Scattare foto non è solo catartico, è dare un senso a se stessi. Mettere insieme i pezzi. Quando il puzzle sarà finito, e sono certo che non succederà, sarà ora di smettere di fare fotografie. Il principale scopo del mio lavoro è sempre stato psicologico-esistenziale. Non sono un reporter sociale, di cultura o politico. Mi occupo della psiche e della condizione umana. Questo è stato sempre il punto cardine del mio lavoro.

Il  film si conclude con l’affermazione che la luce arriva dall’oscurità. Esplorare il lato oscuro dell’umanità vuol dire anche produrre immagini forti che possono essere fastidiose e disturbanti. La metafora – associata all’utilizzo del bianco e nero – è l’elemento di raccordo tra realtà e immaginazione, in che modo si coniuga con il lato estetico?

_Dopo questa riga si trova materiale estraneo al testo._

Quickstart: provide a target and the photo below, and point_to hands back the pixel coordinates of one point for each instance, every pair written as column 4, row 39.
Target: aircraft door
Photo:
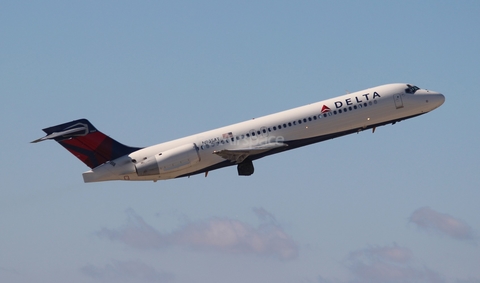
column 398, row 101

Principalmente ciò che disturba nelle mie foto – trovo interessante il verbo disturbare – ha a che fare con le paure delle persone. La parte oscura è quella che l’essere umano reprime; la vive come un fastidio e tende ad evitarla. Ma anche se cerchiamo di scartarle, quelle paure sono sempre lì. E più proviamo a scacciarle, più tornano a galla minacciosamente, ad esempio nei sogni.
Le immagini non devono essere viste come qualcosa di esterno, ma come qualcosa con cui confrontarsi, mettendosi in relazione con quegli elementi del proprio essere. Facendo così si comincia a vedere la luce.
Il problema se sia realtà o no, se si tratti nel mio lavoro di fatti o fantasia – e forse nella realtà stessa – è molto elusivo e ambiguo. Se ci si mette a pensare profondamente a tutta la propria vita, dopo un po’ tutto sembra tutto piuttosto sfocato. Non si capisce più cosa sia la realtà e cosa non lo sia. È tutto molto vago e non così oggettivo come si potrebbe pensare. Per esempio, in una conversazione come quella che stiamo facendo, c’è qualcosa che mi dice cosa fare. Chi sta conducendo il dialogo, chi mi consiglia le parole che mi escono dalla bocca? Chi è? Il sé che sta dietro a noi stessi, che è lo stesso che cerco di scoprire. Chi è il sé…? È qualcosa che è composto da diversi livelli. Si arriva ad un primo livello e si scopre che ce n’è un altro e non si giunge mai in fondo.
Ad ogni modo, per tornare alla domanda, per me la fotografia è un processo di metamorfosi. Quello che si vede sulla pellicola e nella fotografia è l’estetica di Roger Ballen trasformata attraverso l’immagine fotografica.
Se si va in un luogo e lo si prova a fotografare è realtà trasformata e la questione fondamentale è se la realtà non è altro che un’altra realtà. Quello che si vede è un’estetica. Più vado avanti con la fotografia, più il pubblico riconosce, identifica l’estetica. Così l’estetica diventa Roger Ballen e Roger Ballen diventa la realtà delle fotografie.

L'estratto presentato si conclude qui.